I see that taxes on wine and sprits in the US vs taxes on beer mean that wine coolers contain no wine (likewise stuff that in the UK would be spirits and fruit juice/juice substitute), but use un-hopped beer as a base. When I hear the term 'wine cooler' I understand some kind of drink based on fermented grapes (wine), rather than fermented barley.http://en.wikipedia.org/wiki/Alcopop
- I think it's more a UK term, it's definitely not an industry one, but it's the common term for those kind of things in the UK.
"In Europe and Canada, alcopops tend to be pre-mixed spirits, including vodka (e.g. Smirnoff Ice) or rum (e.g. Bacardi Breezer). In the United States, on the other hand, alcopops often start out as un-hopped beers, depending on the state in which they are sold. Much of the malt (and alcohol) is removed (leaving mostly water), with subsequent addition of alcohol (usually vodka or grain alcohol), sugar, coloring and flavoring."
They are OK, but if I want a sweet drink, I go soft or have one of the sweeter brands of cider - most likely pear cider, rather than apple as the apple stuff tends to be not very good if it's sweet (teenagers in the park drink before alcopops came along).
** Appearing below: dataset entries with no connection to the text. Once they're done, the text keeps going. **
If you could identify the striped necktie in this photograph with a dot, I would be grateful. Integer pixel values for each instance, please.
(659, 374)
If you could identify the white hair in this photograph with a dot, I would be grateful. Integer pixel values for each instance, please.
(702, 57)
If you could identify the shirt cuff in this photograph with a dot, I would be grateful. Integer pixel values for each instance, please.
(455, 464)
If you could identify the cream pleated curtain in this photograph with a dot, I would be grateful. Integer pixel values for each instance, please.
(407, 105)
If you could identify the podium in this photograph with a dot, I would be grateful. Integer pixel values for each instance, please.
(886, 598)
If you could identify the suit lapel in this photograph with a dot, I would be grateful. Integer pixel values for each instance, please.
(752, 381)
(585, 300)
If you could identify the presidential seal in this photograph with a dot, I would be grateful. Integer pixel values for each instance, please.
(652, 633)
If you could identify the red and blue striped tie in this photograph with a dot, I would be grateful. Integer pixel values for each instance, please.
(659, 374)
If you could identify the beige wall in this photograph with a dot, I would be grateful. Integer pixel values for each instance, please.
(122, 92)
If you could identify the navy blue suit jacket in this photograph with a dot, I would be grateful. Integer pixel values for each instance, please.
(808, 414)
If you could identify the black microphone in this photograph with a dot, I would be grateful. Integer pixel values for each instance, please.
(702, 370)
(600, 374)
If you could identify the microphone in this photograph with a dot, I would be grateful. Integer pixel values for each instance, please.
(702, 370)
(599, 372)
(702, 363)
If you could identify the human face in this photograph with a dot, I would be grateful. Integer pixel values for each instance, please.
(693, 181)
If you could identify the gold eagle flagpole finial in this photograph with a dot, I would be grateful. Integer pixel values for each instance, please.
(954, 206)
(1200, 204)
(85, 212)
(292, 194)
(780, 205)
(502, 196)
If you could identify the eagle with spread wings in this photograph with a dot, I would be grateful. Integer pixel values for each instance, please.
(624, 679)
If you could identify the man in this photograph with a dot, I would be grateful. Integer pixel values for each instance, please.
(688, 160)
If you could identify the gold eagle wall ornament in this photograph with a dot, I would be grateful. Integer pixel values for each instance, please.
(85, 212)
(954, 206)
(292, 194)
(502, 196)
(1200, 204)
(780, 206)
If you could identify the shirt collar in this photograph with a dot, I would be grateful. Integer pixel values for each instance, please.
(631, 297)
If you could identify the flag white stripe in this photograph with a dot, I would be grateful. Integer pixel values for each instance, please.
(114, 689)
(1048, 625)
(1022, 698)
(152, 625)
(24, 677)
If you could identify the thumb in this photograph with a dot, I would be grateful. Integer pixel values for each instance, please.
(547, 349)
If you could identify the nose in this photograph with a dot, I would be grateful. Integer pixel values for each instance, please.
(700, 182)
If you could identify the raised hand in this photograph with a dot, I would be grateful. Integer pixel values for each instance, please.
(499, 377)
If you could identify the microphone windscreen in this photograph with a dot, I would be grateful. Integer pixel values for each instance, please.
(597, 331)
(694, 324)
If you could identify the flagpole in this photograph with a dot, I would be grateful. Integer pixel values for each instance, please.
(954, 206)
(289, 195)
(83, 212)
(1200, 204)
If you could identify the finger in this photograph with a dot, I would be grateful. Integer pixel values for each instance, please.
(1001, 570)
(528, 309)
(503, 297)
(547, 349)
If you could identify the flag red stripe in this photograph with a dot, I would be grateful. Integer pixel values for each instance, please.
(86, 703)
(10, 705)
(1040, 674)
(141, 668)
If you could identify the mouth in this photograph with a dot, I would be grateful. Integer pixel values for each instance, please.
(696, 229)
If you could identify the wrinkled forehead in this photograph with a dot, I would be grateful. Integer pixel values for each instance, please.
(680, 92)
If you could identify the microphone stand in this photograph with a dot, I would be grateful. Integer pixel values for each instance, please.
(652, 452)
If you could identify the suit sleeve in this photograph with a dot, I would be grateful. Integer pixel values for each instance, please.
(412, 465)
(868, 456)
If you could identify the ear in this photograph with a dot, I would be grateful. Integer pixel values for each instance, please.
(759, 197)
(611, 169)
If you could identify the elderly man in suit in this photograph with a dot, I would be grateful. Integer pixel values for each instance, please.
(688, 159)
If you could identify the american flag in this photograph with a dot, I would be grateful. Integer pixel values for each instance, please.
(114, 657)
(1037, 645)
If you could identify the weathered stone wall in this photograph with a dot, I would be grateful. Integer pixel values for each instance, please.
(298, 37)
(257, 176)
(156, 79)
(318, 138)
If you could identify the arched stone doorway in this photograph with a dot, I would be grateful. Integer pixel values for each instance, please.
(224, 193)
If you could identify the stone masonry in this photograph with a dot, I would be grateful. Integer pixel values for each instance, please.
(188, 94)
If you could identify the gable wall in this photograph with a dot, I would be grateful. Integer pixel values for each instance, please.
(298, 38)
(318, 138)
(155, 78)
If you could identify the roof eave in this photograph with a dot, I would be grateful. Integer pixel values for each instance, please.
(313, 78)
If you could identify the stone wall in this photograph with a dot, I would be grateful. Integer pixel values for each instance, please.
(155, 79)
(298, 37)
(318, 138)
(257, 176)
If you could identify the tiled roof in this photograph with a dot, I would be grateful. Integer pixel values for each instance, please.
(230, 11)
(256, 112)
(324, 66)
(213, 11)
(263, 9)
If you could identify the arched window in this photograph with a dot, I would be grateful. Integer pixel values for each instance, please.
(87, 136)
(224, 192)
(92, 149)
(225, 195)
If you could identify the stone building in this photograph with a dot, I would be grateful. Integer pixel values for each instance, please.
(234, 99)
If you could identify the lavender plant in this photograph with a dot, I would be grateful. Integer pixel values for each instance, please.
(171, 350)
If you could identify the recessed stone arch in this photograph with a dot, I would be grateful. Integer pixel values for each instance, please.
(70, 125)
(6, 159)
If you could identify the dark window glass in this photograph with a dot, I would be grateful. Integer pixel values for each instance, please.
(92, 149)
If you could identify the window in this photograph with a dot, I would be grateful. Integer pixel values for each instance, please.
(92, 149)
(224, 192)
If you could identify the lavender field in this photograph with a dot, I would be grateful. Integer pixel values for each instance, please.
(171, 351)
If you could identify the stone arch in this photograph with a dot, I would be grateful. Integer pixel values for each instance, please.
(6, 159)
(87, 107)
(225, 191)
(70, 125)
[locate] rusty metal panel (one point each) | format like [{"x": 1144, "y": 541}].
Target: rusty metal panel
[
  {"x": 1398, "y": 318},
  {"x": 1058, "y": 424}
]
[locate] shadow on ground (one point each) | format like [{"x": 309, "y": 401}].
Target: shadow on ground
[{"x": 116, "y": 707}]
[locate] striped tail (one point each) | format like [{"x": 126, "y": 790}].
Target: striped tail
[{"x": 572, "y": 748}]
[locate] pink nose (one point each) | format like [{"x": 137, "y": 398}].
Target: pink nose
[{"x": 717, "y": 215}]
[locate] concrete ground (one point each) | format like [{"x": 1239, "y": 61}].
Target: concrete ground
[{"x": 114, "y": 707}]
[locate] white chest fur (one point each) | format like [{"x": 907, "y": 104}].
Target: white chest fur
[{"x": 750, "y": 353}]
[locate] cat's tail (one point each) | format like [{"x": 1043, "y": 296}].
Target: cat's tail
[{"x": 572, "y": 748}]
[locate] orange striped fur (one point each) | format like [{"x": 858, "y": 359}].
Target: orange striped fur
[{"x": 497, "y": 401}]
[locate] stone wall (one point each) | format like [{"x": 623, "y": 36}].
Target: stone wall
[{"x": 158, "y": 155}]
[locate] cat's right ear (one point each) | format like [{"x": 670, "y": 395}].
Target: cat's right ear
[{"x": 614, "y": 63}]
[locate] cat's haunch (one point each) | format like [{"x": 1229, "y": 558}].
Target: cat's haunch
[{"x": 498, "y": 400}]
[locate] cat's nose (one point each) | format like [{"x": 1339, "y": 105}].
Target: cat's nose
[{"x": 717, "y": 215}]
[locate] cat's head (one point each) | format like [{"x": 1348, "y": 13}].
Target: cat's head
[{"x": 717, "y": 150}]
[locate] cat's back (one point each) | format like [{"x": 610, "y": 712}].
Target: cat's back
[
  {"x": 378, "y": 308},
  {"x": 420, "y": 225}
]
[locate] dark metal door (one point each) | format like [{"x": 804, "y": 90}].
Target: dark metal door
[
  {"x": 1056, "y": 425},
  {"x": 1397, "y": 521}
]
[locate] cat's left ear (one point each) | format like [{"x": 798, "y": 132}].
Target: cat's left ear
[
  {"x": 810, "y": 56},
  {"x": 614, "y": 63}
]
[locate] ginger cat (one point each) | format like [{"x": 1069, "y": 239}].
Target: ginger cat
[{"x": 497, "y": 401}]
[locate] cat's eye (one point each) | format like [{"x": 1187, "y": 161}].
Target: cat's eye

Every time I've had one of the "common" household beers I can only think "God, this stuff is horrendous" and only choke down one or two sips. I'm nearly 21. Were I to start drinking, is there any sort of beer that would be better to start with than that? (I've tried Smirnoff Ice and didn't really like it either—too sour.)
Common household beers in America are pretty ghastly. Palettes develop and you learn to like stuff. Looking at what you're saying, try something European(-esque) that's wheaty or fruity (or both).
For the beer geeks - there's a gastropub (ie a pub that specialises in food more than being a bar) near me that serves 83 (IIRC) different types of beer (the cask ales rotate, like in many English pubs, so I'm only counting that as one, though there's probably two at any one time). You won't get most of these in the States, and most of them are expensively imported. Also has a guide to which beer to drink with what food: http://www.sausagetreepub.co.uk/Beers.asp
. For Scott, something like Hoegaarden is the kind of thing I'm recommending - it's what got my brother into beer.